DRAM vendors do not disclose the architecture of the sense amplifiers deployed in their chips. Unfortunately, this hinders academic research that focuses on studying or improving DRAM. Without knowing the circuit topology, transistor dimensions, and layout of the sense amplifiers, researchers are forced to rely on best guesses, impairing the fidelity of their studies. We aim to fill this gap between academia and industry for the first time by performing Scanning Electron Microscopy (SEM) with Focused Ion Beam (FIB) on recent commodity DDR4 and DDR5 DRAM chips from the three major vendors.
This required us to adequately prepare the samples, identify the sensing area, and align images from the different FIB slices. Using the acquired images, we reverse engineer the circuits, measure transistor dimensions and extract physical layouts of sense amplifiers — all previously unavailable to researchers.
Our findings show that the commonly assumed classical sense amplifier topology has been replaced with the more sophisticated offset-cancellation design by two of the three major DRAM vendors. Furthermore, the transistor dimensions of sense amplifiers and their revealed physical layouts are significantly different than what is assumed in existing literature. Given commodity DRAM, our analysis shows that the public DRAM models are up to 9x inaccurate, and existing research has up to 175x error when estimating the impact of the proposed changes. To enable high-fidelity DRAM research in the future, we open source our data, including the reverse engineered circuits and layouts.

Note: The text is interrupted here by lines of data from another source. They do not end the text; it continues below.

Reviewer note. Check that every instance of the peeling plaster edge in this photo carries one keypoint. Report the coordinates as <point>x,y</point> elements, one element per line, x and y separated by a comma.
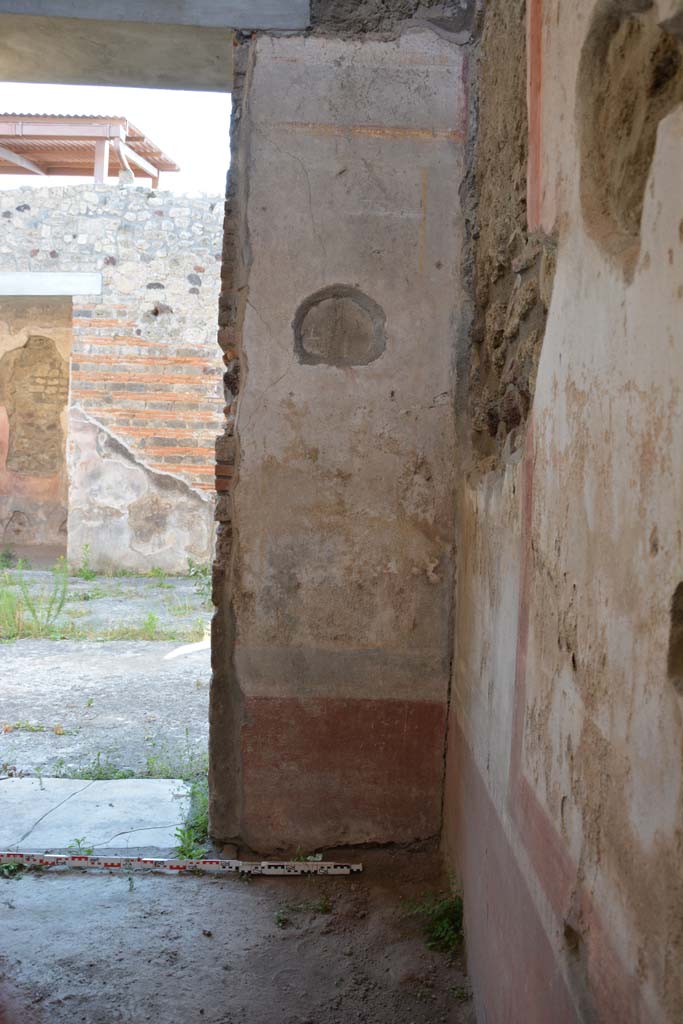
<point>134,458</point>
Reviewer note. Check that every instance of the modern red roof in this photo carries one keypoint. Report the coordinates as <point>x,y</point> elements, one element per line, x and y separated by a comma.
<point>78,144</point>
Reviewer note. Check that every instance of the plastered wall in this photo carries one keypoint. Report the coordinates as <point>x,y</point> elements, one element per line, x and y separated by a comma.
<point>145,393</point>
<point>335,566</point>
<point>564,798</point>
<point>35,349</point>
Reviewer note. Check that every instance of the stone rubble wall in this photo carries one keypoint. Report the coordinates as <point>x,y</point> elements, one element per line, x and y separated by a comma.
<point>144,367</point>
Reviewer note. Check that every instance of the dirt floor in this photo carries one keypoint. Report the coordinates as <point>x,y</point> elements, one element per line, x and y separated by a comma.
<point>105,948</point>
<point>100,949</point>
<point>139,705</point>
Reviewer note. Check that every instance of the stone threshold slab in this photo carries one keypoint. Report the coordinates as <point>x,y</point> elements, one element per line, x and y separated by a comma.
<point>48,815</point>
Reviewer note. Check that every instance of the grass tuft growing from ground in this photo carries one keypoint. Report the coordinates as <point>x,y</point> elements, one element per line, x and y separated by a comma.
<point>441,916</point>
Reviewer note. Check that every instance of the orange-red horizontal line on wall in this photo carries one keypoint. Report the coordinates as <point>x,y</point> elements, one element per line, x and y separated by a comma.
<point>83,322</point>
<point>187,470</point>
<point>375,131</point>
<point>172,450</point>
<point>166,432</point>
<point>176,397</point>
<point>126,378</point>
<point>147,360</point>
<point>206,416</point>
<point>123,340</point>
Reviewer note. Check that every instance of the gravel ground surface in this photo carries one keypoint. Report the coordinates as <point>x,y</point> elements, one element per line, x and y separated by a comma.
<point>137,705</point>
<point>66,704</point>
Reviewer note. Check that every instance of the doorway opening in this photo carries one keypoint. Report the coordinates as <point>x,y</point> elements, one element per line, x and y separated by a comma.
<point>111,398</point>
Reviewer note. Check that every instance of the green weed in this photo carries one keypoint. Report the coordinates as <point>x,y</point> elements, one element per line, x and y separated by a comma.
<point>11,869</point>
<point>187,847</point>
<point>441,915</point>
<point>85,571</point>
<point>79,846</point>
<point>40,610</point>
<point>201,574</point>
<point>7,558</point>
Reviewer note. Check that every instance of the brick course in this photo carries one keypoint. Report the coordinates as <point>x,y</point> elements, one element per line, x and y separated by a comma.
<point>144,358</point>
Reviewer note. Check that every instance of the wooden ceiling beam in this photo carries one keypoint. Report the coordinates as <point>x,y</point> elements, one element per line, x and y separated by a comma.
<point>18,161</point>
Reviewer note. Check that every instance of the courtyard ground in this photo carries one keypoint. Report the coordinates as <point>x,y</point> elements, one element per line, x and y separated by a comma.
<point>118,682</point>
<point>117,686</point>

Michele Marazzi has just completed a PhD at ETH Zurich focusing on DRAM security. Through his research, he demonstrated how it is possible to protect DRAM from Rowhammer attacks with designs based on mathematical proofs or by changing the internal DRAM architecture. Recently, he showed that it is possible to perform Rowhammer on RISC-V CPUs for the first time. Michele led the HiFi-DRAM project, which will be presented at Hardwear.io, where DDR4 and DDR5 DRAM chips were photographed and reconstructed.